Tenth Mountain Division Owns The "Ski Rock" Genre
Almost two years ago to the day we introduced you to Tenth Mountain Division, the up-and-coming jam rockers that "embodied the wild spirit of mountain towns," and today we bring you news of their latest album set to release on September 28, In Good Company.
When we first met the bluegrass-rock five-some, they were living in Boulder as Colorado University students and skillfully juggling their music with student life and all the goings-on in Boulder. In just a couple of years, Tenth Mountain Division, or TMD, has undergone some changes as a band, from adding a new member to moving to Denver and focusing on their music career full-time.
Back in 2016, keyboardist Campbell Thomas told us that once their respective graduations from CU came and went, he was "looking forward to taking TMD into full gear, practicing individually and as an ensemble a lot more.” Since then TMD has made huge strides, with headlining gigs at intimate venues in both the Front Range and the mountain towns, and a pretty consistent national touring schedule made easier with their yellow-school-turned-tour bus. Last year brought the addition of bassist and vocalist Andrew Cooney, whose classic rock sound has been the cherry on top of what has quickly become a finely-tuned music act. Most recently, TMD became part of the Madison House family, Boulder's premier talent agency — a giant leap for the band.
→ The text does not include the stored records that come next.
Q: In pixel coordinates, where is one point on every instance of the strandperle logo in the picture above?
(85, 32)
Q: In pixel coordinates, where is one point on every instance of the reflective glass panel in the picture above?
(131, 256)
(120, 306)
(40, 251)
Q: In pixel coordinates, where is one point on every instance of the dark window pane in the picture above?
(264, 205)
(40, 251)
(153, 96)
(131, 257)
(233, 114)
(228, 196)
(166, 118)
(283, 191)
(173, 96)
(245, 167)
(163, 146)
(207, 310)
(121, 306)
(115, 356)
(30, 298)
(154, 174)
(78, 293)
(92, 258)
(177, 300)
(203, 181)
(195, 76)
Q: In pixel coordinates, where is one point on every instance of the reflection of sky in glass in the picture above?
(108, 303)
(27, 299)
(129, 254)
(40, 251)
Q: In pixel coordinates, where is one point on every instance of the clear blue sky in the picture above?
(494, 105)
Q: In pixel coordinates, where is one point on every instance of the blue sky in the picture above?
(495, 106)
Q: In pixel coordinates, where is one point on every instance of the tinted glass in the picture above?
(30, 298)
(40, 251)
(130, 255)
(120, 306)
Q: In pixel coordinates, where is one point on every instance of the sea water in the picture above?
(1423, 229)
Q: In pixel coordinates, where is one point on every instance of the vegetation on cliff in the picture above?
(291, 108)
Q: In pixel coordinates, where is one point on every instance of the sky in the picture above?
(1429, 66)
The band's first album, Cracks In The Sky, shows Tenth Mountain Division "seeking discovery," as Ouimette described it. In Good Company — recorded over five days at Mountain Star Studio in Blackhawk — is TMD "seeking enlightenment." Each member shares a piece of the spotlight both live and on In Good Company, which is exactly what both the band and their fans want, and Heuga expressed that perhaps his "favorite aspect of the band is having four songwriters to provide four different voices." On the album, we hear the guys of Tenth Mountain Division take turns as frontman and share that spotlight as gracefully as any five strapping young lads can do.
In Good Company provides a handful of contributions from newest member Andrew Cooney, such as his precedence on the soulful "Good Gravy." Cooney's shining moment, however, is the opening song of the album, "Django" — a song about tough love and diverging paths, boasting his freshly inaugurated skills on both the acoustic guitar and as a lyricist. Cooney's addition to the Tenth Mountain Division family can only be described as the epitome of fashionably late, as the fifth wheel that has completed the band's "ski rock" vision and sound — "Only got one life but I need two / One for doing me and one that's just for you / It's your world but it's mine, too / Only got one life but I need two."
Both the band and its name was founded in the Vail Valley by co-founding fathers MJ Ouimette and Winston Heuga, and together the two take the lead on nearly half of the album. Ouimette's charming consistency on acoustic guitar and his gruff yet sensual vocals on tracks like "Love is What You Gotta Give" thoroughly compliments Heuga's crystal clear mandolin and his playboy aura as he takes center stage. The pair is dynamic.
There is more than one highlight on In Good Company, the first of which comes in the form of Thomas taking the lead on "Arkansas." His "Been Thinkin'" is the best of what any sweetly-grinning, funk-loving keyboard player has to offer, but the true gem is Thomas' vivacious and outstanding vocals that accompany his dramatic story of a bounty hunter/"lawless vigilante" whose karma eventually catches up with him — "Didn't your mama ever tell you not to miss with the law? / Didn't she say if you did you'd never make it far? / And if you do you'll find yourself behind our bars? / Or end up down in the ground in Arkansas?”
The last but certainly not least part of this musical puzzle is the much-too-humble rhythm devil Tyler Gwynn on the drums. His incendiary drumming is the beating heart of countless tracks on the album, from being the driving force of the rock instrumental "Moguls" to the backbone of the jammin' "Block In My Head." Gwynn's percussionist talents on the latter perfectly compliments Heuga's outlandish lyrics, the combination embodying the eccentric vibes of the "ski rock" genre that TMD has made their own and is bringing to full fruition — "Staring in the mirror so long / Too afraid of what's staring back / Too afraid to look at my reflection / Figure out my life's direction / When I looked into the mirror / Well I saw there's no one there . And I feel like nothing, too / Yes I feel funny, how 'bout you?"
In Good Company closes with a tune that's quite ironically named, "Misery Loves Company." Ouimette described the song as "all five of us getting up in each other's faces, singing around one microphone," which is exactly what the album, the shows, and the band stands for. It's intimate and brotherly, and as Heuga divulged, "the one element we knew we had a firm grip on was our trust in one another and a passion to elevate our music." And just as Thomas predicted back in 2016, the music is being elevated, exponentially and as we live and breathe.